Contacts of Ebola Patient On the Rise in Mbale
BY SPURB ERNEST

More than 100 contacts of a patient who succumbed to the deadly Sudan Ebola virus are under isolation in Mbale City.
Last week, the Ministry of Health declared an Ebola outbreak after a 32-year-old male nurse from Mbale, who was working at Mulago National Referral Hospital in Kampala, succumbed to the Sudan Ebola virus. The health worker was buried in Namunsi in Mbale City last week.
Atek Kagirita the Ebola Incident Commander says that the number of contacts in Mbale keeps going up day by day as the search for more contacts continues. According to Kagirita, those under isolation will be monitored for the next 21 days.
Kagirita has asked the public to provide information to any contacts that have not yet been isolated to contain the spread of the Ebola virus.
Kagirita says that if the public does not cooperate with health authorities in the fight against the deadly Ebola virus, they might think of restrictive measures like locking down Mbale City.
Sumin Nasike the Mbale Resident City Commissioner(RCC) has urged the public to be mindful of fake news and politicization of the outbreak. According to Nasike, the government cannot use the Ebola outbreak to make political capital as some actors might want to put it.
This would be the 7th Sudan virus outbreak.
The last outbreak ended on 11th January 2023, with 164 cases (probable and confirmed) traced and 55 confirmed deaths, according to a paper Sudan Ebola virus (SUDV) outbreak in Uganda, 2022: lessons learnt and future priorities for sub-Saharan Africa by Dr Ambrose Talisuna et al. This was the sixth reported Ebola outbreak in Uganda since the first in 2000 where a cumulative total of 325 cases and 224 deaths were recorded.

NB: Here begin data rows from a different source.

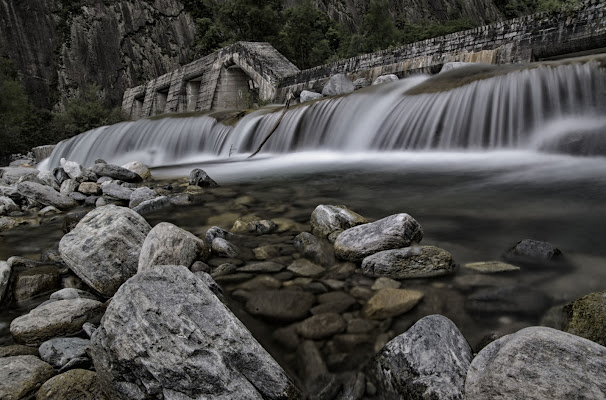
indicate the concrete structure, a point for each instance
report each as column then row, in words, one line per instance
column 218, row 80
column 233, row 77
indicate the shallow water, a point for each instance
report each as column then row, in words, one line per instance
column 475, row 205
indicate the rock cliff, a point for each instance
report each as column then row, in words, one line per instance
column 61, row 45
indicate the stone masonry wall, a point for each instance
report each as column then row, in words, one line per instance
column 520, row 40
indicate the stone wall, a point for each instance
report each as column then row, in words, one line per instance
column 179, row 90
column 272, row 76
column 519, row 40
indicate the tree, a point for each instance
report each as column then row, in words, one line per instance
column 308, row 37
column 378, row 28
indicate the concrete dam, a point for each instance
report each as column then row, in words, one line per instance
column 236, row 76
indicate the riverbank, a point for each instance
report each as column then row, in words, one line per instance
column 332, row 333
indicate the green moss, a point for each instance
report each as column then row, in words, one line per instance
column 586, row 317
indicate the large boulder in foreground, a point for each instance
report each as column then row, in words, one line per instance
column 538, row 363
column 58, row 318
column 328, row 219
column 45, row 195
column 76, row 384
column 429, row 361
column 409, row 263
column 103, row 249
column 393, row 232
column 166, row 335
column 167, row 244
column 21, row 376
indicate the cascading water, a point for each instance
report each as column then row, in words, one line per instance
column 514, row 110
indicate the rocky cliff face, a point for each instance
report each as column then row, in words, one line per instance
column 61, row 45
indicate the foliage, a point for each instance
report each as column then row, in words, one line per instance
column 23, row 126
column 86, row 111
column 308, row 37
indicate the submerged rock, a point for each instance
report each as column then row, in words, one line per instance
column 315, row 249
column 167, row 244
column 534, row 253
column 21, row 376
column 189, row 346
column 337, row 85
column 45, row 195
column 103, row 249
column 138, row 168
column 538, row 363
column 387, row 303
column 327, row 219
column 511, row 299
column 115, row 172
column 280, row 305
column 386, row 79
column 429, row 361
column 393, row 232
column 198, row 177
column 409, row 263
column 586, row 317
column 58, row 318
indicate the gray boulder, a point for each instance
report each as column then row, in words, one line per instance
column 188, row 344
column 116, row 191
column 151, row 205
column 385, row 79
column 409, row 263
column 45, row 195
column 315, row 249
column 103, row 249
column 12, row 175
column 72, row 168
column 138, row 168
column 326, row 219
column 58, row 352
column 361, row 83
column 72, row 293
column 393, row 232
column 116, row 172
column 140, row 195
column 198, row 177
column 49, row 179
column 429, row 361
column 337, row 85
column 167, row 244
column 76, row 384
column 58, row 318
column 7, row 205
column 306, row 95
column 21, row 376
column 68, row 186
column 538, row 363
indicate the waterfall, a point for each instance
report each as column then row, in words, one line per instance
column 515, row 110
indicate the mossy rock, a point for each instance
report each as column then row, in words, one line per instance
column 586, row 317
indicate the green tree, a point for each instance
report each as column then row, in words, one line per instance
column 88, row 110
column 378, row 29
column 308, row 37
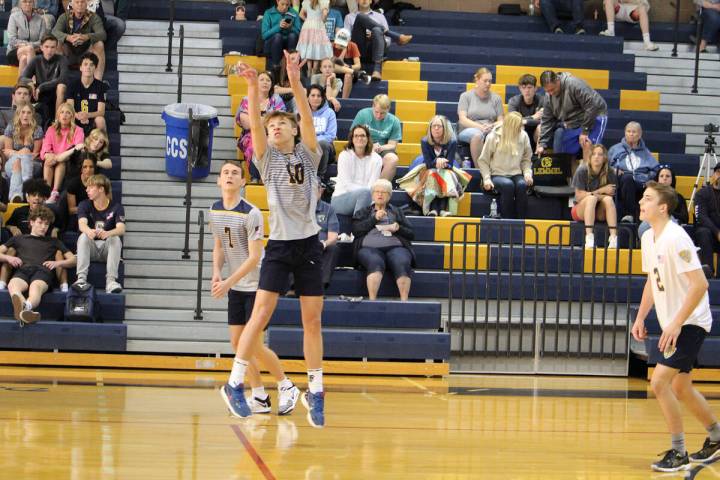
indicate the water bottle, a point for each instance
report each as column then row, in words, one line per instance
column 493, row 209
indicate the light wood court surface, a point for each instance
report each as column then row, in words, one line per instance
column 112, row 424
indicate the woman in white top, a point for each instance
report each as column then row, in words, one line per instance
column 358, row 168
column 505, row 165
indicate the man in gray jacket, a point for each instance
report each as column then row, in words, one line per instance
column 574, row 117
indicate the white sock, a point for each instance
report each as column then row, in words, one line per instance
column 237, row 375
column 315, row 380
column 284, row 384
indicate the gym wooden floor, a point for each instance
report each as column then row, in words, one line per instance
column 109, row 424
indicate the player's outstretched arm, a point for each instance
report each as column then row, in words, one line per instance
column 307, row 128
column 257, row 131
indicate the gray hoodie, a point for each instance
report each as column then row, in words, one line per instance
column 20, row 30
column 576, row 106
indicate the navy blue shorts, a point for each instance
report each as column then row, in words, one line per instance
column 240, row 305
column 687, row 347
column 302, row 258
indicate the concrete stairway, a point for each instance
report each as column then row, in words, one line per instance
column 159, row 285
column 673, row 77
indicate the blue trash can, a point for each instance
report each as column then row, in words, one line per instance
column 176, row 137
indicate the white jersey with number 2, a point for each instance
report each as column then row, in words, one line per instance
column 665, row 260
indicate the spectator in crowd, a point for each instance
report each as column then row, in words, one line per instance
column 505, row 165
column 630, row 11
column 358, row 169
column 101, row 222
column 36, row 192
column 325, row 126
column 439, row 188
column 45, row 8
column 385, row 132
column 347, row 62
column 25, row 29
column 23, row 140
column 680, row 215
column 77, row 186
column 269, row 102
column 327, row 79
column 372, row 46
column 634, row 166
column 711, row 22
column 313, row 43
column 282, row 87
column 334, row 21
column 530, row 105
column 329, row 229
column 594, row 182
column 113, row 14
column 87, row 96
column 550, row 10
column 382, row 240
column 96, row 145
column 280, row 31
column 478, row 110
column 707, row 222
column 574, row 116
column 60, row 139
column 79, row 31
column 48, row 72
column 34, row 261
column 21, row 95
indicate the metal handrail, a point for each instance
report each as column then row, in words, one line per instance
column 171, row 33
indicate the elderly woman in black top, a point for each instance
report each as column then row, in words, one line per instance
column 382, row 240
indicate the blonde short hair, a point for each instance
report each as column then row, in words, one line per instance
column 382, row 101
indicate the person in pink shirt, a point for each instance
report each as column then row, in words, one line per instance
column 58, row 145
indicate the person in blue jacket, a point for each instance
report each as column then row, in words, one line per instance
column 280, row 30
column 325, row 126
column 634, row 166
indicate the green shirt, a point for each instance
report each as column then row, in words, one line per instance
column 381, row 131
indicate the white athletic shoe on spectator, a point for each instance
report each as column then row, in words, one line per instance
column 258, row 405
column 287, row 399
column 589, row 240
column 113, row 287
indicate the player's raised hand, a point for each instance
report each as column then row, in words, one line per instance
column 293, row 66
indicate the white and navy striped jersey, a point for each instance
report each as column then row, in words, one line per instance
column 236, row 227
column 291, row 183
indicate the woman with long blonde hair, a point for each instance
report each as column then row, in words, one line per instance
column 594, row 183
column 505, row 165
column 23, row 140
column 60, row 141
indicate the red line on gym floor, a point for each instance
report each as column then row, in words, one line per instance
column 253, row 453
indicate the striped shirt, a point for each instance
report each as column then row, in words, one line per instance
column 291, row 184
column 236, row 227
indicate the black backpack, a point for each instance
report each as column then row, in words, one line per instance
column 81, row 304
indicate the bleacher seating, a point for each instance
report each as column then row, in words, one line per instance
column 52, row 332
column 432, row 86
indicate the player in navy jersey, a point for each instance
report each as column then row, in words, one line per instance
column 237, row 228
column 289, row 172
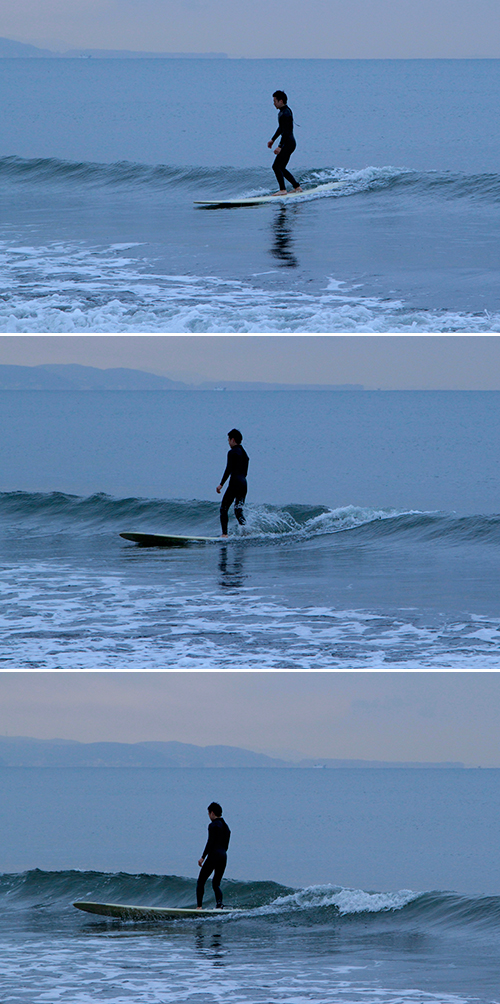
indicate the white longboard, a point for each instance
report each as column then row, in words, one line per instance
column 256, row 200
column 170, row 539
column 131, row 913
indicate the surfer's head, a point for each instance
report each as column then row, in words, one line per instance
column 215, row 809
column 280, row 98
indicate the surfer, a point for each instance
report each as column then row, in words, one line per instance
column 214, row 857
column 236, row 471
column 286, row 146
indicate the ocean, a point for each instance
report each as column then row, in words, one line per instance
column 101, row 160
column 355, row 886
column 371, row 538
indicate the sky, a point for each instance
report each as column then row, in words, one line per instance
column 469, row 362
column 381, row 716
column 262, row 28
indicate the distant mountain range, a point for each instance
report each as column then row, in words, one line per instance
column 21, row 50
column 72, row 377
column 19, row 751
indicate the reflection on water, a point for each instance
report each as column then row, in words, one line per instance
column 231, row 566
column 283, row 241
column 209, row 944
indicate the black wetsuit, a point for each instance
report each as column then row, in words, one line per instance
column 287, row 146
column 236, row 471
column 215, row 854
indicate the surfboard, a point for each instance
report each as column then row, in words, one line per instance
column 258, row 199
column 170, row 539
column 131, row 913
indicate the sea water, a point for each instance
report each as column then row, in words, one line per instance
column 354, row 886
column 371, row 538
column 101, row 161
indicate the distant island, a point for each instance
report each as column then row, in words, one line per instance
column 72, row 377
column 19, row 751
column 10, row 49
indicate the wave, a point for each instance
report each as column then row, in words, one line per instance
column 315, row 904
column 248, row 181
column 38, row 512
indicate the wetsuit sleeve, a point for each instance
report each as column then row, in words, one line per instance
column 285, row 126
column 229, row 468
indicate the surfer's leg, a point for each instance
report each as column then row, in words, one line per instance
column 285, row 157
column 227, row 500
column 206, row 870
column 277, row 171
column 219, row 869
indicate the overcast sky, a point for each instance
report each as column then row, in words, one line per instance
column 262, row 28
column 385, row 361
column 381, row 716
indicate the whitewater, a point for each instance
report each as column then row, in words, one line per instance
column 373, row 544
column 99, row 231
column 328, row 914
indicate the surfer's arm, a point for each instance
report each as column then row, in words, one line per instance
column 229, row 469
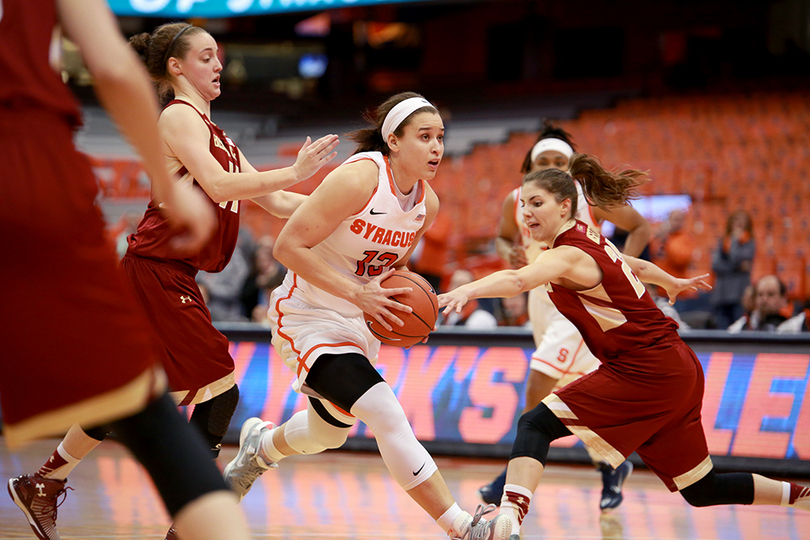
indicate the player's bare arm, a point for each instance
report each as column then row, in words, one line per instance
column 187, row 138
column 281, row 203
column 650, row 273
column 507, row 241
column 432, row 210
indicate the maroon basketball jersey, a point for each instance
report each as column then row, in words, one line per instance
column 153, row 235
column 28, row 80
column 616, row 316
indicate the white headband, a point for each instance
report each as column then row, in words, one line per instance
column 558, row 145
column 400, row 112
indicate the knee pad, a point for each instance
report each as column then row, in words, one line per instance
column 403, row 454
column 308, row 433
column 714, row 489
column 536, row 429
column 213, row 417
column 172, row 452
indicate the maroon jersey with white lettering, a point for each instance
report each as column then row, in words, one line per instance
column 616, row 316
column 29, row 81
column 152, row 239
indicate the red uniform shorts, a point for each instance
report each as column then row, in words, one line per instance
column 76, row 346
column 196, row 356
column 654, row 411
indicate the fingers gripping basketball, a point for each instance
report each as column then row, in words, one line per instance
column 420, row 322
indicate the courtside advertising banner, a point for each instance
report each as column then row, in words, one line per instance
column 230, row 8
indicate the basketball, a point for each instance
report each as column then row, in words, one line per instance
column 418, row 323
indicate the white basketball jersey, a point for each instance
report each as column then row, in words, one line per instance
column 534, row 248
column 368, row 243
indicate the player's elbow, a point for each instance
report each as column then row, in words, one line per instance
column 216, row 189
column 516, row 283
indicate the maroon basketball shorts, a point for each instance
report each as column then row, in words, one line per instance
column 196, row 356
column 654, row 411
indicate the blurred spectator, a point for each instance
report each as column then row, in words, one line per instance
column 266, row 274
column 772, row 305
column 429, row 259
column 798, row 323
column 514, row 311
column 732, row 262
column 672, row 247
column 472, row 315
column 750, row 316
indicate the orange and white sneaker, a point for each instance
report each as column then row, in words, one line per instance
column 477, row 528
column 37, row 498
column 248, row 464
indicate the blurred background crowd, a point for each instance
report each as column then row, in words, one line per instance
column 710, row 97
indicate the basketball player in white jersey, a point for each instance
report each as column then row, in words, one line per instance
column 561, row 356
column 363, row 220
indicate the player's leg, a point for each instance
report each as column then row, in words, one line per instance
column 539, row 384
column 213, row 417
column 536, row 429
column 38, row 494
column 177, row 459
column 262, row 445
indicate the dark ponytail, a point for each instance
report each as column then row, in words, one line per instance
column 605, row 188
column 155, row 49
column 602, row 188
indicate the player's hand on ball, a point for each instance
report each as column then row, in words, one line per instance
column 453, row 300
column 376, row 301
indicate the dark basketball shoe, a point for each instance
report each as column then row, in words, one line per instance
column 612, row 480
column 492, row 492
column 37, row 498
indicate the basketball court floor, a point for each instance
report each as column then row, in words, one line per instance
column 343, row 496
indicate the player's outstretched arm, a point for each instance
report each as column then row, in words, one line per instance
column 650, row 273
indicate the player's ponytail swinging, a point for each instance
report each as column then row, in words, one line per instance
column 605, row 188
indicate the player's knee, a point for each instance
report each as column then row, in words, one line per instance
column 307, row 433
column 332, row 437
column 536, row 429
column 714, row 489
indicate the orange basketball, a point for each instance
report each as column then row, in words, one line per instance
column 418, row 323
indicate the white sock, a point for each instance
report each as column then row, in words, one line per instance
column 447, row 519
column 515, row 504
column 459, row 524
column 59, row 465
column 268, row 450
column 785, row 494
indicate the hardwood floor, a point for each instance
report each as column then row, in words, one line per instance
column 342, row 496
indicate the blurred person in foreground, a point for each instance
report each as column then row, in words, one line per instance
column 94, row 360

The first documented EVD outbreak occurred in 1976 (47 years ago) in communities located near the Ebola river and was designated Ebola Zaire.
In the same year, an Ebola outbreak occurred in Sudan caused by a different virus strain that was designated SUDV. Since then, there have been several SUDV outbreaks, all in sub-Saharan Africa (SSA).

The most deadly of all EVD outbreaks occurred in 2014–2016, in West Africa, where 11,310 deaths and approximately 28,600 cases were recorded.
“There is no specific treatment or vaccine for SUDV but it exists for the Zaire strain. Consequently, there is an urgent need to address the current SUDV outbreak control gaps,” said Dr Talisuna et al in their paper.